ECLI:NL:RBNHO:2020:3958
Rechtbank Noord-Holland
- Eerste aanleg - enkelvoudig
- Rechtspraak.nl
Beroep tegen WOZ-waarde vaststelling van een woning
In deze zaak heeft de Rechtbank Noord-Holland op 2 juni 2020 uitspraak gedaan in een geschil tussen eiser, een eigenaar van een woning, en de heffingsambtenaar van de gemeente Purmerend. Eiser heeft beroep ingesteld tegen de vastgestelde WOZ-waarde van zijn woning voor het jaar 2019, die door verweerder op € 262.000 is vastgesteld. Eiser betwist deze waarde en stelt dat de woning niet meer dan € 230.000 waard is. De rechtbank heeft de zaak behandeld op een zitting op 19 mei 2020, waar zowel eiser als verweerder vertegenwoordigd waren.

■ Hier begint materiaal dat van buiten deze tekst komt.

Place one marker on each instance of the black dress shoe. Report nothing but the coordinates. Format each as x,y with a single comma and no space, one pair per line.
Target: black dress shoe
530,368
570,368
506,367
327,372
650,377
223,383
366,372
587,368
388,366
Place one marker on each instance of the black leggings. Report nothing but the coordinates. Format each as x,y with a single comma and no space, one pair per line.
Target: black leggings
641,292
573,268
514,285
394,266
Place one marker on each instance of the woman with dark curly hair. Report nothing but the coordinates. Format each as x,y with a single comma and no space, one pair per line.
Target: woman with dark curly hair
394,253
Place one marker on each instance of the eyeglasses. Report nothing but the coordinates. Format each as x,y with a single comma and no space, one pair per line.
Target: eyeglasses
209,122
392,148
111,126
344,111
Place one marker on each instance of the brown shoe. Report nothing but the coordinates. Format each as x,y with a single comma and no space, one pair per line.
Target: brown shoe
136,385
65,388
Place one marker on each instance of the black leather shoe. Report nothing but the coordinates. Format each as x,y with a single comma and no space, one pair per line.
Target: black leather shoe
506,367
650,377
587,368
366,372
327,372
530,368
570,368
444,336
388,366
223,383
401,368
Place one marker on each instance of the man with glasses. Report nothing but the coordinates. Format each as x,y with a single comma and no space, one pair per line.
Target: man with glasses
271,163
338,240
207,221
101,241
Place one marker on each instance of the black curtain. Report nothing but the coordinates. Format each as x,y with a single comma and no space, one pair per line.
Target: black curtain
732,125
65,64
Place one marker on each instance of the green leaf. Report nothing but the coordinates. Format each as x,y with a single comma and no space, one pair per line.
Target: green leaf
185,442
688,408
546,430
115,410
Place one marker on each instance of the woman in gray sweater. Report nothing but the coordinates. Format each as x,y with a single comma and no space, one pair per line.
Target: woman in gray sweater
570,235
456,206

De rechtbank heeft overwogen dat verweerder de WOZ-waarde aannemelijk heeft gemaakt door gebruik te maken van vergelijkingsobjecten die recentelijk zijn verkocht. Eiser heeft argumenten aangedragen over de waarde van de woning en de vergelijkingsobjecten, maar de rechtbank oordeelt dat verweerder voldoende rekening heeft gehouden met de verschillen tussen de woningen. De rechtbank concludeert dat de aan eiser toegekende waarde niet in een onjuiste verhouding staat tot de verkoopprijzen van de vergelijkingsobjecten en dat het beroep ongegrond moet worden verklaard.
De uitspraak is gedaan door mr. F. Kleefmann, in aanwezigheid van mr. M.R. Marinus als griffier. De rechtbank heeft geen aanleiding gezien voor een proceskostenveroordeling. Partijen hebben de mogelijkheid om binnen zes weken na verzending van de uitspraak hoger beroep in te stellen bij het gerechtshof Amsterdam.